Publication year - 2016
Publication title -
molecular oncology
Language(s) - English
Resource type - Journals
SCImago Journal Rank - 2.332
H-Index - 88
eISSN - 1878-0261
pISSN - 1574-7891
DOI - 10.1016/j.molonc.2015.07.005
Subject(s) - pinocytosis , lysyl oxidase , endosome , microbiology and biotechnology , intracellular , chemistry , endocytosis , pi3k/akt/mtor pathway , cytosol , biochemistry , biology , cell , signal transduction , extracellular matrix , enzyme
The lysyl oxidase propeptide (LOX‐PP) is derived from pro‐lysyl oxidase (Pro‐LOX) by extracellular biosynthetic proteolysis. LOX‐PP inhibits breast and prostate cancer xenograft tumor growth and has tumor suppressor activity.
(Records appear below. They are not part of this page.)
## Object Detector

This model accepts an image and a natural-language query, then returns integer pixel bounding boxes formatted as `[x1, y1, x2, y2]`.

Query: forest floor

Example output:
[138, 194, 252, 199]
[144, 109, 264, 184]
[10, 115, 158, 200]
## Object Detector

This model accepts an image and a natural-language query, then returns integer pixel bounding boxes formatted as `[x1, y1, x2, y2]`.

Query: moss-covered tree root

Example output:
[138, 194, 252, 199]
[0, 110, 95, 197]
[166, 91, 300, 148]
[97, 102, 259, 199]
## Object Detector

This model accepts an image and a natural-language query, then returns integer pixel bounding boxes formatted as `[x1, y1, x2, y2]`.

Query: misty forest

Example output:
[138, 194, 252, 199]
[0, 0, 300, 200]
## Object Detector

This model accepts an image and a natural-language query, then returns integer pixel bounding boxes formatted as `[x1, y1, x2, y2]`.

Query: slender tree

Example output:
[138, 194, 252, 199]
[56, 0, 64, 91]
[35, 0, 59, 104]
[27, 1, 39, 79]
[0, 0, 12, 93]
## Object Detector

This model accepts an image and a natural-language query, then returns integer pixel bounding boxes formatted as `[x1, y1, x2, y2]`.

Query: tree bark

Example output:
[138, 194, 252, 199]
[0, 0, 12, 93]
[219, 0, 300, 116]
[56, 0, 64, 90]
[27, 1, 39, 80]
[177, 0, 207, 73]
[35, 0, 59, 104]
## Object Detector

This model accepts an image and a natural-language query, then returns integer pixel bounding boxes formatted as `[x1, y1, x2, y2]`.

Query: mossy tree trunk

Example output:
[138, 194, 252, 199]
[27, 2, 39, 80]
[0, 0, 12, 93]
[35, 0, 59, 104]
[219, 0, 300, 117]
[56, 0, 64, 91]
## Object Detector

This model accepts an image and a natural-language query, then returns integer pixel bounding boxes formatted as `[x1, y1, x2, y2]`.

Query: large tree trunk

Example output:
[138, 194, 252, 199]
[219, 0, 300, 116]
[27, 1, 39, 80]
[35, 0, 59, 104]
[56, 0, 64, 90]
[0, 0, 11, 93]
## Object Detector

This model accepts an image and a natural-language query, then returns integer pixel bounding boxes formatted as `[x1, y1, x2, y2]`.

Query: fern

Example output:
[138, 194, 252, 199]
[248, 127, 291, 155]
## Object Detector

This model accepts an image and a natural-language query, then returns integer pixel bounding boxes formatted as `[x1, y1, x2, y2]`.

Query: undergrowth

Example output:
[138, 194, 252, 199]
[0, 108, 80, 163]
Although, several intracellular targets and molecular mechanisms of action of LOX‐PP have been identified, LOX‐PP uptake pathways have not been reported. Here we demonstrate that the major uptake pathway for recombinant LOX‐PP (rLOX‐PP) is PI3K‐dependent macropinocytosis in PWR‐1E, PC3, SCC9, MDA‐MB‐231 cell lines. A secondary pathway appears to be dynamin‐ and caveola dependent. The ionic properties of highly basic rLOX‐PP provide buffering capacity at both high and low pHs. We suggest that the buffering capacity of rLOX‐PP, which serves to limit endosomal acidification, sustains PI3K‐dependent macropinocytosis in endosomes which in turn is likely to facilitate LOX‐PP endosomal escape into the cytoplasm and its observed interactions with cytoplasmic targets and nuclear uptake.